Each of these posts violated the wire fraud statute, 18 U.S.C. §1343, which states, in pertinent part:
Whoever, having devised or intending to devise any scheme or artifice to Defraud ... by means of false or fraudulent pretenses, representations ... transmits or causes to be transmitted by means of wire, radio, or television communication in interstate or foreign commerce, any writings ... for the purpose of executing such scheme or artifice, shall be fined under this title or imprisoned not more than 20 years, or both.
CIS claims the defendants knew CIS “did not fit SPLC’s ‘hate group definition,’” but identified it as such anyway. “The Defendants’ goal,” the lawsuit says, “was to ‘wreck’ and ‘destroy’ CIS by ruining it financially.”
Because of the smears, the lawsuit alleges, AmazonSmile, through which Amazon customers can directly contribute to the nonprofit of their choice, terminated CIS’s account. As well, the group lost $10,000 in donations. And “GuideStar USA Inc. an information service specializing in reporting on nonprofit companies, listed on their CIS webpage that CIS had been designated by the SPLC as a ‘hate group.’”
Guidestar removed the SPLC’s falsehood after CIS reps met with Guidestar reps, but the “effort involved a considerable diversion of resources from CIS’ mission and likely deterred contributions.”
“Defendants’ scheme to falsely designate CIS a hate group and destroy it involves racketeering acts, violations of the federal wire fraud statute, 18 U.S.C. §1343, since October 2017,” the lawsuit alleges. “These attacks are ongoing and will continue. Thus, they constitute an open-ended pattern of racketeering required by” the law.
Cohen and Beirich “agreed to commit and committed the pattern of racketeering through SPLC enterprise,” and as “detailed herein, all the RICO violations were committed by the Defendants in their leadership roles in SPLC.”
The lawsuit seeks damages and attorney fees, an injunction that not only stops the defendants from calling CIS a “hate group,” but also requires them to state that CIS is not a hate group.
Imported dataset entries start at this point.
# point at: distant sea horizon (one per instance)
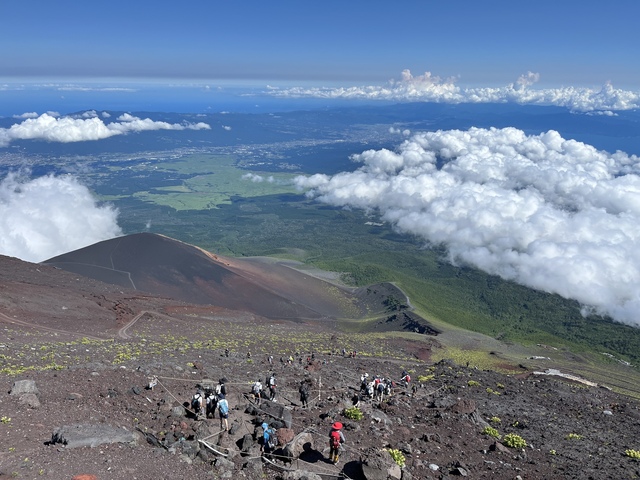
(64, 100)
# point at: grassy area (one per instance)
(267, 218)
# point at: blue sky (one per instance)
(330, 42)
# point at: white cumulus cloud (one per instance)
(430, 88)
(47, 216)
(89, 127)
(553, 214)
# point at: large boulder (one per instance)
(278, 412)
(91, 435)
(301, 443)
(21, 387)
(301, 475)
(285, 435)
(378, 465)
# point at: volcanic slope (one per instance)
(162, 266)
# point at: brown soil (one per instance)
(48, 318)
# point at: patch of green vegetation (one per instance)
(513, 440)
(353, 413)
(269, 218)
(492, 432)
(632, 454)
(397, 456)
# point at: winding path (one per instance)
(47, 329)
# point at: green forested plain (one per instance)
(289, 225)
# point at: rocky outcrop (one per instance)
(89, 435)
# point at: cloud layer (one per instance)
(88, 127)
(48, 216)
(553, 214)
(429, 88)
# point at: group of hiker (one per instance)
(209, 400)
(257, 390)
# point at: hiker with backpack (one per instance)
(272, 387)
(223, 409)
(197, 402)
(406, 378)
(256, 391)
(304, 393)
(336, 439)
(221, 388)
(211, 402)
(269, 439)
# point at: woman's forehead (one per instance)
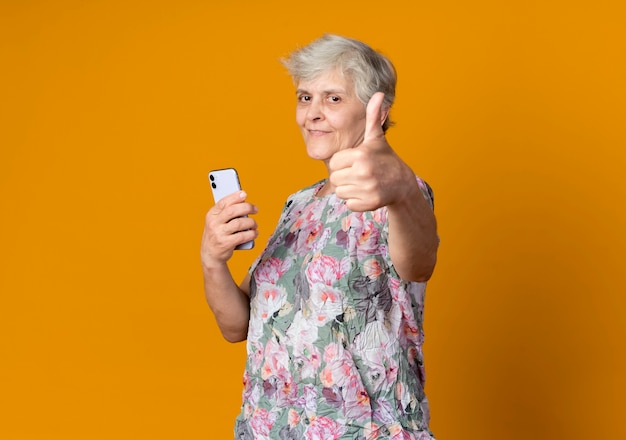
(330, 81)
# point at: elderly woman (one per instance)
(332, 308)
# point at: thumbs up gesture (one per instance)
(370, 175)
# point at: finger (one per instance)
(342, 159)
(236, 197)
(373, 117)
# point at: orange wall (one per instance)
(111, 114)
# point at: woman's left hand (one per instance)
(370, 175)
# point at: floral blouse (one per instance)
(335, 336)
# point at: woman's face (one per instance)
(330, 115)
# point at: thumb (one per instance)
(374, 117)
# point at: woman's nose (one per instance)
(315, 110)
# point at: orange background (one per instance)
(112, 113)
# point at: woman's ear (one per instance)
(384, 114)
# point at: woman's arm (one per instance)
(413, 239)
(225, 227)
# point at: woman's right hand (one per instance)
(225, 227)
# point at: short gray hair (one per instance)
(370, 71)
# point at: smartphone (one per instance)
(225, 182)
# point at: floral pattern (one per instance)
(335, 336)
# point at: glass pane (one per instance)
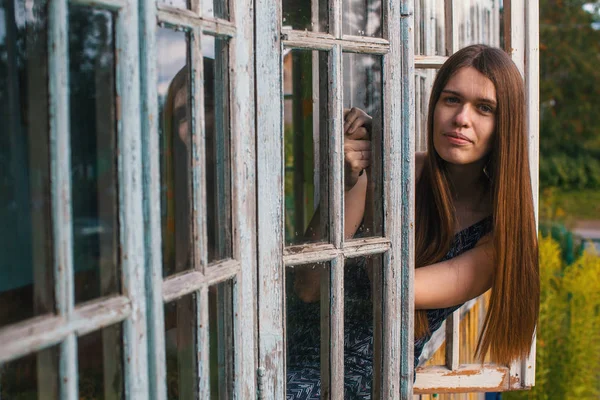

For his part, Cohen is undeterred. “The Center for Immigration Studies richly deserves the hate group label,” he said in a prepared statement. “It has a history of making racially inflammatory statements, associating with white nationalists, and circulating the work of racist writers. Its lawsuit is nothing more than a heavy-handed effort to try to silence us from exercising our First Amendment right to express our opinion. We look forward to defending ourselves in court.”
Maybe, but it might be a tough case to make. SPLC faces a similar lawsuit from a lawyer in Baltimore, and recently paid more than $3 million to Maajid Nawaz’s Quilliam Foundation after SPLC included them in its “Field Guide to Anti-Muslim Extremists.”
The settlement included a video apology.
“CIS does not hate immigrants or anyone else,” CIS chieftain Mark Krikorian said. “Our purpose is to make the case for a pro-immigrant policy of lower immigration — fewer immigrants but a warmer welcome for those admitted. SPLC attacks us simply because it disagrees with these policy views. SPLC and its leaders have every right to oppose our work on immigration, but they do not have the right to label us a hate group and suggest we are racists.”